Et tu feras un voile de pourpre, d'écarlate, de cramoisi, et de fin lin retors; on le fera d'ouvrage exquis, semé de Chérubins.
32 En gij zult hem hangen aan vier pilaren van sittim hout, met goud overtogen; hun haken zullen van goud zijn; staande op vier zilveren voeten.
Et tu le mettras sur quatre piliers de bois de Sittim couverts d'or, ayant leurs crochets d'or, et ils seront sur quatre soubassements d'argent.
33 En gij zult den voorhang onder de haakjes hangen, en gij zult de ark der getuigenis aldaar binnen den voorhang brengen; en deze voorhang zal ulieden een scheiding maken tussen het heilige, en tussen het heilige der heiligen.
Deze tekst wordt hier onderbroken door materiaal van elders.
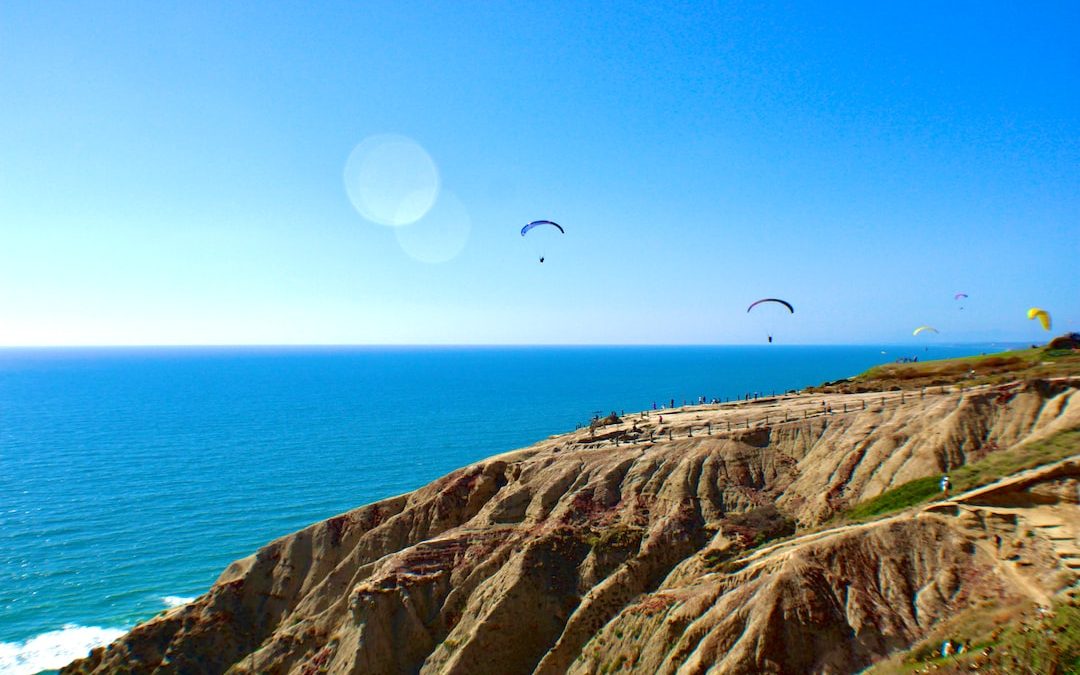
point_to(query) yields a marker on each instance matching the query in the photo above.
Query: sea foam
(53, 649)
(175, 601)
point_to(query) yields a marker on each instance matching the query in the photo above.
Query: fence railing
(807, 412)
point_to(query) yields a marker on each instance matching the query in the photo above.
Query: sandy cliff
(637, 545)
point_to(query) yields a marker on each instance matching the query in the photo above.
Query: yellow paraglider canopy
(1041, 314)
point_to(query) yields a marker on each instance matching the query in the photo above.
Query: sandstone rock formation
(636, 547)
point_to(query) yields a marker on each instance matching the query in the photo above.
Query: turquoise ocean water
(131, 477)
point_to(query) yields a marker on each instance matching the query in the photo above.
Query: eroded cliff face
(632, 549)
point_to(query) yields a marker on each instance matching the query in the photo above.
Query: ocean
(130, 477)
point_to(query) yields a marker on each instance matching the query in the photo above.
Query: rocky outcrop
(636, 545)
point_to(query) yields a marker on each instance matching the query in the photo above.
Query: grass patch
(991, 468)
(999, 639)
(967, 370)
(1018, 458)
(896, 499)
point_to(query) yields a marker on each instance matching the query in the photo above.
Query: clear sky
(176, 172)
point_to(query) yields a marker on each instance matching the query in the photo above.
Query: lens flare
(391, 179)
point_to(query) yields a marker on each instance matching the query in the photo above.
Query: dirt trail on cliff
(636, 544)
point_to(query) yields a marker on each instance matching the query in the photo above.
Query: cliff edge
(715, 538)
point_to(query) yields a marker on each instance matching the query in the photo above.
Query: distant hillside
(799, 534)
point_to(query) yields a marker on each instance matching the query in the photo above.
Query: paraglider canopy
(784, 302)
(767, 318)
(539, 223)
(540, 241)
(1041, 314)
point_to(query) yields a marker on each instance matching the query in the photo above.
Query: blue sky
(174, 173)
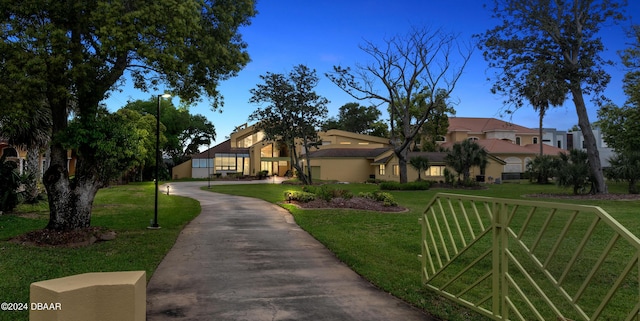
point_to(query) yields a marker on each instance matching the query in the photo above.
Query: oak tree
(69, 55)
(294, 112)
(413, 75)
(564, 36)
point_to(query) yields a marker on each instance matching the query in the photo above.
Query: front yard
(383, 247)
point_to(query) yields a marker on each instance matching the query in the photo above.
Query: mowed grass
(383, 247)
(125, 209)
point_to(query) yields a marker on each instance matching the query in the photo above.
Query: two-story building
(352, 157)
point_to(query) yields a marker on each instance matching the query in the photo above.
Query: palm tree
(543, 90)
(420, 164)
(626, 166)
(465, 155)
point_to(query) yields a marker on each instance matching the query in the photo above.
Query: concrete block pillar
(104, 296)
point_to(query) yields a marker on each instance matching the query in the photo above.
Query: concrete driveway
(246, 259)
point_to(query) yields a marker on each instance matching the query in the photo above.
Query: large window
(229, 162)
(201, 163)
(435, 170)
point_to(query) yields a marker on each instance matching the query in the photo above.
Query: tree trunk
(306, 156)
(70, 202)
(633, 189)
(33, 171)
(296, 164)
(541, 177)
(402, 155)
(593, 154)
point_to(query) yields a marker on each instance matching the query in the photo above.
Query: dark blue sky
(321, 34)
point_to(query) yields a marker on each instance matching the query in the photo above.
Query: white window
(435, 171)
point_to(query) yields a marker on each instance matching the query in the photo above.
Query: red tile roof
(498, 146)
(224, 147)
(483, 125)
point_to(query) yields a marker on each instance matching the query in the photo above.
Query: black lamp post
(155, 225)
(209, 165)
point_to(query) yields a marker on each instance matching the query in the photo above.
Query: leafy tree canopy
(294, 112)
(416, 73)
(358, 119)
(464, 155)
(185, 133)
(544, 49)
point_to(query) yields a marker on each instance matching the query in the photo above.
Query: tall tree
(543, 90)
(294, 112)
(70, 54)
(625, 167)
(185, 132)
(619, 125)
(412, 75)
(31, 130)
(355, 118)
(464, 155)
(420, 164)
(563, 34)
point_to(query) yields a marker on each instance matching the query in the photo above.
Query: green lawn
(124, 209)
(384, 247)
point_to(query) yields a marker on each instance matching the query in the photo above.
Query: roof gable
(484, 125)
(224, 147)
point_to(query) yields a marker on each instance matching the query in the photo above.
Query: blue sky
(321, 34)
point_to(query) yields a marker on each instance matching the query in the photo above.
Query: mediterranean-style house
(351, 157)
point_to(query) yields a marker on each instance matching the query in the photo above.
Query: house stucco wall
(344, 169)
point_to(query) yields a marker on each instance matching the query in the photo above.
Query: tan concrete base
(105, 296)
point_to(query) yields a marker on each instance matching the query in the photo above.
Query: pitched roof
(483, 125)
(224, 147)
(348, 152)
(499, 146)
(434, 157)
(546, 149)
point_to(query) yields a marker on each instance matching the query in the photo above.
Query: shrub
(298, 196)
(263, 174)
(9, 183)
(384, 197)
(411, 186)
(327, 193)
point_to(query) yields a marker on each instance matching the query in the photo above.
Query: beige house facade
(351, 157)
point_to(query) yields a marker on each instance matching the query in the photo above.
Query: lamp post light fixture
(154, 224)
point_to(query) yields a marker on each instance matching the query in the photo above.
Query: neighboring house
(575, 139)
(554, 137)
(388, 168)
(513, 145)
(351, 157)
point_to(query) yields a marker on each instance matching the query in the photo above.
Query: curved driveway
(246, 259)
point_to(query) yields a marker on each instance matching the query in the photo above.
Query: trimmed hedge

Puis tu mettras le voile sous les crochets, et tu feras entrer là dedans, [c'est-à-dire], au-dedans du voile, l'Arche du Témoignage, et ce voile vous fera la séparation d'entre le lieu Saint et le lieu Très-saint.
34 En gij zult het verzoendeksel zetten op de ark der getuigenis, in het heilige der heiligen.
Et tu poseras le Propitiatoire sur l'Arche du Témoignage, dans le lieu Très-saint.
35 De tafel nu zult gij zetten buiten den voorhang, en den kandelaar tegen de tafel over, aan de ene zijde des tabernakels, zuidwaarts; maar de tafel zult gij zetten aan de noordzijde.
Et tu mettras la table au dehors de ce voile, et le chandelier vis-à-vis de la table, au côté du pavillon, vers le Midi; et tu placeras la table au côté du Septentrion.
36 Gij zult ook aan de deur der tent een deksel maken, van hemelsblauw, en purper, en scharlaken, en fijn getweernd linnen, geborduurd werk.
Et à l'entrée du Tabernacle tu feras une tapisserie de pourpre, d'écarlate, de cramoisi et de fin lin retors, d'ouvrage de broderie.
37 En gij zult tot dit deksel vijf pilaren van sittim hout maken, en die met goud overtrekken; hun haken zullen van goud zijn; en gij zult hun vijf koperen voeten gieten.
Tu feras aussi pour cette tapisserie cinq piliers de bois de Sittim, que tu couvriras d'or, et leurs crochets seront d'or; et tu fondras pour eux cinq soubassements d'airain.